Postscriptum
Wie in de spiegel kijkt, ziet zichzelf. Het zou een moeilijk te verwerken ervaring zijn om, kijkend in de spiegel, daar plotseling een haas te ontwaren. Het spiegelbeeld is de bevestiging van onze identiteit en als er speling komt in de correlatie tussen beeld en spiegelbeeld, dan staat niet alleen dat verband op losse schroeven, maar ons hele idee van wie we zijn en van de gang van zaken in de wereld.
Toch ben je, voor wie naar je kijkt en je beeld opvangt zoals een spiegel dat doet, steeds een ander. Er zijn wel registraties van jezelf denkbaar, door de ogen van een ander, waar je jezelf absoluut niet in zou herkennen en die ook een sinister gevoel zouden opwekken. Sommige foto's geven daar een indruk van: foto's die ver af staan van het idee dat je van jezelf hebt op grond van het spiegelbeeld. En toch ben je het, blijkbaar.
Toen ik binnenkwam in de expositieruimte die tegelijk een eetkamer was, werd ik hartelijk welkom geheten door mensen waaronder sommigen die mij herkenden. Het stelde mij gerust, al begreep ik dat het niet een avond kon worden, waarin alles hetzelfde bleef. Het kunstwerk dat werd geëxposeerd liet daarover geen twijfel bestaan. Toen ik het zag, gebeurde er iets merkwaardigs, dat ik nog maar weinig had meegemaakt wanneer ik naar kunst keek. Ik zocht naar het juiste standpunt, wat in mijn geval ook betekende: de juiste hoogte van waarnemen. Ik bleek te lang voor dit kunstwerk, ik moest door de knieën om het op de juiste manier te zien.

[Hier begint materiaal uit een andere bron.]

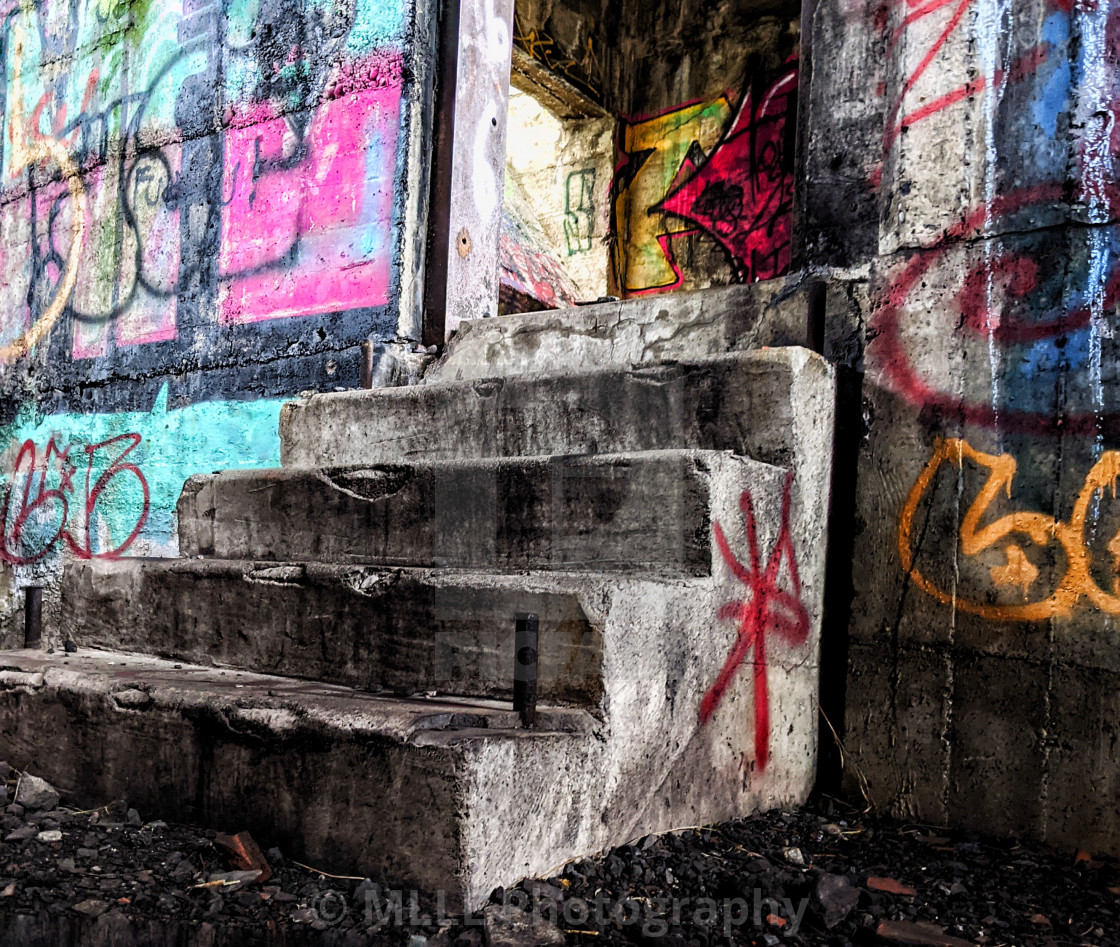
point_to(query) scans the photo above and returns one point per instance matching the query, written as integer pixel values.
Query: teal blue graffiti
(87, 481)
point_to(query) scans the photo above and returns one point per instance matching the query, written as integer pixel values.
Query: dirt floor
(108, 878)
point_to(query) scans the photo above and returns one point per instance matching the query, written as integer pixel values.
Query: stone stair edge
(278, 705)
(474, 463)
(786, 356)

De beschouwers van Markus Raetz' haas van koperdraad, die in een hoek van ongeveer vijfenveertig graden staat opgesteld naast een klein rond spiegeltje waarin hij wordt weerspiegeld als een man met hoed, lopen voortdurend heen en weer, kiezen standpunten van waaruit ze kijken naar de wonderbaarlijke opstelling. Eén standpunt is, kennelijk, het beoogde: recht voor het tweetal, zodat de spiegel precies de haas als man met hoed weerspiegelt.
Je moet daarvoor op ooghoogte met het kunstwerk zijn. Het was, voor mij, te laag geëxposeerd, zodat ik moest zakken. Alle aanwezigen liepen overigens om het kunstwerk heen en zochten naar de blik op de haas die het mogelijk maakte het beest als man met hoed te zien. Wat de spiegel kan, een haas in man veranderen, moet ook het oog kunnen. Dat klopte. Raetz had het tenslotte goed uitgerekend en alle verbuigingen in het driedimensionale vlak vantevoren op papier, al tekenend, bedacht, zoals hij later vertelde.

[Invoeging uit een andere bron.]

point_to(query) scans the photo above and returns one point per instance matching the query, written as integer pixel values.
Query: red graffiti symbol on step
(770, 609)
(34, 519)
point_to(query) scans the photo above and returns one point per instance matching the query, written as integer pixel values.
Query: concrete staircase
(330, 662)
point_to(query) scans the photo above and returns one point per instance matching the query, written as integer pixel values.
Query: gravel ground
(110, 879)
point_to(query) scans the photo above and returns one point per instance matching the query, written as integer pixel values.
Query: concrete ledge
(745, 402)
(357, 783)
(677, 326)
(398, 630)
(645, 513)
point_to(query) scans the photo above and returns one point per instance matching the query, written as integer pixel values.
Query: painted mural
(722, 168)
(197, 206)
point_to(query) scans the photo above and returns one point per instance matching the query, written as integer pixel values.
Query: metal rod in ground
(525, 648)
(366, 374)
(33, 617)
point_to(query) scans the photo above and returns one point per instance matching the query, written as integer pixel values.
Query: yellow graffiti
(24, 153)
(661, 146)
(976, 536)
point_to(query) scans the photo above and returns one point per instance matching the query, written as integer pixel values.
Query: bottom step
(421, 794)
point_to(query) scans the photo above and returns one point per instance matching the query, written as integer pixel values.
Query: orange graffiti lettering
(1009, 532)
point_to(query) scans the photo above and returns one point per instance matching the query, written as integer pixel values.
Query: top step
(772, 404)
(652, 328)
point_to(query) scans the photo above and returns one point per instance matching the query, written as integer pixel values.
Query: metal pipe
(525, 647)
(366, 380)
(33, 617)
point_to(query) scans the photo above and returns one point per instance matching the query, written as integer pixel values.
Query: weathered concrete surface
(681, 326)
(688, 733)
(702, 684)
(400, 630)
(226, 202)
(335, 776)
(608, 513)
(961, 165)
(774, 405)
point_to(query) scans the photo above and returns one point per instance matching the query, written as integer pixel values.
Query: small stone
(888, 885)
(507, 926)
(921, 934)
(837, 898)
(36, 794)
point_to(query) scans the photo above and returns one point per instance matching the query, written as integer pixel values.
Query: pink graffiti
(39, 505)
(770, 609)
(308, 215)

Wat is de ideale manier van kijken naar een kunstwerk, in het bijzonder naar dit kunstwerk? Je kon er zó naast gaan staan dat je niets anders zag dan een haas van koperdraad en een spiegeltje dat de tegenoverliggende ruimte spiegelde. Je kon er zó bij gaan staan dat je alleen je eigen hoofd weerspiegeld zag naast een haas van koperdraad. Er waren eindeloos veel standpunten mogelijk, niet alleen om het kunstwerk heen, maar ook nog naar boven en naar beneden. Er ging iemand op een stoel staan, om het eens van flink hoog te bezien.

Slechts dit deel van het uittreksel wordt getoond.